Teenage siblings from Sydney with an inherited retinal disease have become the first in Australia to receive the Luxturna ocular gene therapy. Those involved with delivering the novel treatment say it has rescued their vision, with hopes it will prevent them from going blind.
Luxturna, which is supplied by Novartis in Australia, is the world’s first approved gene replacement therapy for an inherited blinding eye condition and one of the first gene replacements for any human disease.
Approved by the Therapeutic Goods Administration in August 2020, it also became the country’s first in-vivo gene therapy, meaning it directly infects cells in the body. The therapy is used to treat children and adults with biallelic pathological mutations in RPE65, a rare mutation that leads to vision loss and blindness.
Seventeen-year-old Riley and 15-year-old Saman were both diagnosed with Leber congenital amaurosis, a severe form of retinal dystrophy, in their first year of life.
They received Luxturna at The Children’s Hospital at Westmead in late 2020 and early 2021. The therapy has stopped their progressive vision loss and led to some improvements in their vision.
The therapy was delivered as part of Ocular Gene and Cell Therapies Australia (OGCTA), a new collaboration involving the Genetic Eye Clinic at Sydney Children’s Hospitals Network (SCHN), the Eye Genetics Research Unit and Stem Cell Medicine Group at the Children’s Medical Research Institute (CMRI), and the Save Sight Institute (SSI) at Sydney Eye Hospital and University of Sydney.
Overall, the Sydney team has now treated four people with Luxturna now, with two adults in their 40s also receiving the therapy.
Professor Robyn Jamieson, head of the Eye Genetics Research Unit at SCHN and CMRI, lead of OGCTA and head of Specialty of Genomic Medicine at the University of Sydney, said the therapy was revolutionary and would lead to a transformation of care for patients with blinding eye diseases.

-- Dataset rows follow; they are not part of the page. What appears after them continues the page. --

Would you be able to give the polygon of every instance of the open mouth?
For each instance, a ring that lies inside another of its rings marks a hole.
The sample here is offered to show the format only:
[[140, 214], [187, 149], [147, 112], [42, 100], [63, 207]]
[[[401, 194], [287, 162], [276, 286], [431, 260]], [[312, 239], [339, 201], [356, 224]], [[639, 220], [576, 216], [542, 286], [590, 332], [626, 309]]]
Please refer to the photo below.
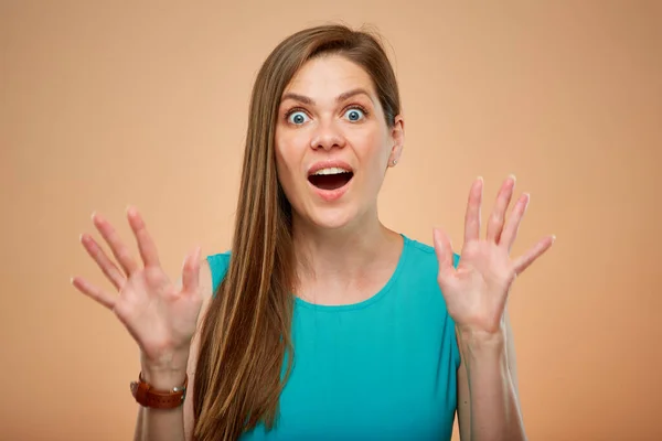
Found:
[[352, 178], [353, 172], [333, 166], [318, 170], [308, 176], [308, 181], [320, 190], [338, 190], [346, 185]]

“Inherited retinal disease is a devastating diagnosis. Up until now, these patients suffered progressive vision loss that led to blindness and there was no therapy for them at all,” she said.
“But through new genomic diagnostics and the use of ocular gene therapy, we are finding that we have the ability to not only stop this ongoing progression but also help to improve vision for people who have RPE65-related retinal vision loss.”

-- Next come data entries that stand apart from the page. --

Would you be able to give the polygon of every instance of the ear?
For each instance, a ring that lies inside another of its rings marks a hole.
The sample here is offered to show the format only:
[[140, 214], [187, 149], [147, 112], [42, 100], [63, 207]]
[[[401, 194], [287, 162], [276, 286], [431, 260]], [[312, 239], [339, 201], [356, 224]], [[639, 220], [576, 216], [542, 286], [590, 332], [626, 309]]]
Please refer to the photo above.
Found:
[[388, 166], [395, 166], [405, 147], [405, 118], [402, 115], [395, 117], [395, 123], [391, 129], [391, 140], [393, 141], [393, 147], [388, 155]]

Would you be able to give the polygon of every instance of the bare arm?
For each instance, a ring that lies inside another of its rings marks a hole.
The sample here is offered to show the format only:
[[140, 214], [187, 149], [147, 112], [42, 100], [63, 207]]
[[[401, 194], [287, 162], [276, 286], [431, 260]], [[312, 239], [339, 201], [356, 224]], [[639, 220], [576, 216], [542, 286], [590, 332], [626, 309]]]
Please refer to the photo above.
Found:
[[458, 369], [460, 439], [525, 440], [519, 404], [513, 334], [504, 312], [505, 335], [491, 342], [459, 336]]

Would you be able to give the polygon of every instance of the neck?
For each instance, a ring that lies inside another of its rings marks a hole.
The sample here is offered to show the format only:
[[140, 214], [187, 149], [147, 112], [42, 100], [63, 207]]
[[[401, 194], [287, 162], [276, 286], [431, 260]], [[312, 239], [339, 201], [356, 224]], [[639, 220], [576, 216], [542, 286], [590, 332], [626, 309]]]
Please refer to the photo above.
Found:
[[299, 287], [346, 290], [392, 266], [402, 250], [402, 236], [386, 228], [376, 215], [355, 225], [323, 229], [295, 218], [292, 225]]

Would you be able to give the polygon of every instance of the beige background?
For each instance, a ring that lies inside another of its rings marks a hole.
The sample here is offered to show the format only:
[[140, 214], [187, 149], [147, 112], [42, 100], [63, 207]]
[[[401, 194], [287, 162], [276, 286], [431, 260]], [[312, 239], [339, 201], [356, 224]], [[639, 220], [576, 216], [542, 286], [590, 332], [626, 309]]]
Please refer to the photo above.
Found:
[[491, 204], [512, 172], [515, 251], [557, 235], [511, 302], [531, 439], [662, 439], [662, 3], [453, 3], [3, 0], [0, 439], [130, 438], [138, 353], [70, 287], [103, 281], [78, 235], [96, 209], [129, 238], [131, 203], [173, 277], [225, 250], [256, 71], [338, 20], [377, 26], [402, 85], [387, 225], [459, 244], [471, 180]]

Children and adults born with a mutation in both copies of the RPE65 gene can suffer from a range of symptoms, including night blindness (nyctalopia), loss of light sensitivity, loss of peripheral vision, loss of sharpness or clarity of vision and potentially total blindness.

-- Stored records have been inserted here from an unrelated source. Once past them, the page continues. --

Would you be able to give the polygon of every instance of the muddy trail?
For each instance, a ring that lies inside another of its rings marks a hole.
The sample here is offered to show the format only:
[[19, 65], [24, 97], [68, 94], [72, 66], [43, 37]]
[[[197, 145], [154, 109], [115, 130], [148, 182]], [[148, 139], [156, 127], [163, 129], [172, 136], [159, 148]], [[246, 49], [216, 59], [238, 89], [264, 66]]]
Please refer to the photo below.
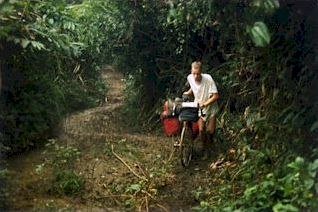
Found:
[[209, 165], [183, 168], [176, 138], [140, 133], [122, 113], [123, 76], [105, 68], [105, 103], [69, 115], [58, 137], [8, 160], [10, 210], [189, 211], [210, 185]]

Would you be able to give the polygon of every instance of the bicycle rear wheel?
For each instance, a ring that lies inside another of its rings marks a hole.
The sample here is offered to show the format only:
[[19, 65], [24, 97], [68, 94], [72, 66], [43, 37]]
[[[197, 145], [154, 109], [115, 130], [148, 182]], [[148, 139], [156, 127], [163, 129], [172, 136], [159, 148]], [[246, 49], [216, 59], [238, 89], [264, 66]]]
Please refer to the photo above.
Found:
[[189, 166], [193, 153], [192, 129], [186, 123], [183, 124], [180, 138], [180, 159], [184, 167]]

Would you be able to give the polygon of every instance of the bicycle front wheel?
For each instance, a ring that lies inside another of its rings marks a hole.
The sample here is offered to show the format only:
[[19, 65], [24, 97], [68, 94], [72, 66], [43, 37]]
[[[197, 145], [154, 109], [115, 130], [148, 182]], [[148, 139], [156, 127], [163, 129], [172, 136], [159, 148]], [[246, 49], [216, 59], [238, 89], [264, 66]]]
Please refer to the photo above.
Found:
[[184, 167], [189, 166], [193, 153], [192, 129], [184, 123], [180, 138], [180, 159]]

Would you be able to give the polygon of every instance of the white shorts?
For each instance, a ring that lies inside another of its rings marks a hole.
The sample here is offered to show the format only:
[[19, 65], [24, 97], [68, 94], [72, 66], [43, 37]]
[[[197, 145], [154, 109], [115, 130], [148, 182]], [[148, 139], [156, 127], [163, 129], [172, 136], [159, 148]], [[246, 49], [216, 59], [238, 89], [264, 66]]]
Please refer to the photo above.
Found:
[[203, 114], [205, 116], [201, 116], [204, 122], [208, 121], [210, 118], [215, 117], [217, 112], [219, 110], [218, 103], [215, 102], [212, 105], [209, 105], [208, 107], [203, 109]]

According to the OGCTA, ocular gene therapy works by injecting Luxturna under the retina – via a subretinal injection – and carrying a functioning RPE65 gene to replace the faulty one, thereby preventing some of these devastating symptoms.
“The real-world improvements in visual function has been quite remarkable bringing to life the rather dry clinical trials outcome measures. It is tremendously heartening to see the changes in vision capabilities for these first patients treated with Luxturna,” Professor John Grigg, head of specialty of ophthalmology at the SSI and lead inherited retinal disease specialist in OGTCA, said.
Dr Frank Martin, Clinical Professor in the specialties of paediatrics and child health and ophthalmology at the University of Sydney added: “As an ophthalmologist who has been caring for patients with Leber’s amaurosis for many years and unable to offer any treatment, it is incredibly rewarding to now have the opportunity to not only give families hope but also be involved in improving their child’s vision.”
Associate Professor Matthew Simunovic, vitreo-retinal surgeon at the Sydney Eye Hospital and SCHN and Associate Professor at the SSI, performed the first surgery and said the benefits of treatment should extend well into the future.
“This is incredibly delicate surgery in which Luxturna is injected under the retina, which in some patients can be as thin as a sheet of copy paper,” he said.
“Riley and Saman have had profound improvements in their vision, which mirror the results seen in the pivotal clinical trials. Importantly, such benefits appear to be sustained for many years – in fact, for as long as patients have been followed up. Successfully delivering the first approved gene therapy has been a fantastic team effort, and it underscores Australia’s capability in this field.”
To date, Luxturna has been used to treat four patients and while it can only be used for this specific form of retinal disease, it does provide significant hope that similar treatments will be able to be applied to other retinal disease genes in the future.
“This heralds a new era in transforming the lives of these people who otherwise have a life of blindness ahead of them and provides hope for more than 15,000 other affected Australians who live with some form of inherited retinal disease,” Grigg said.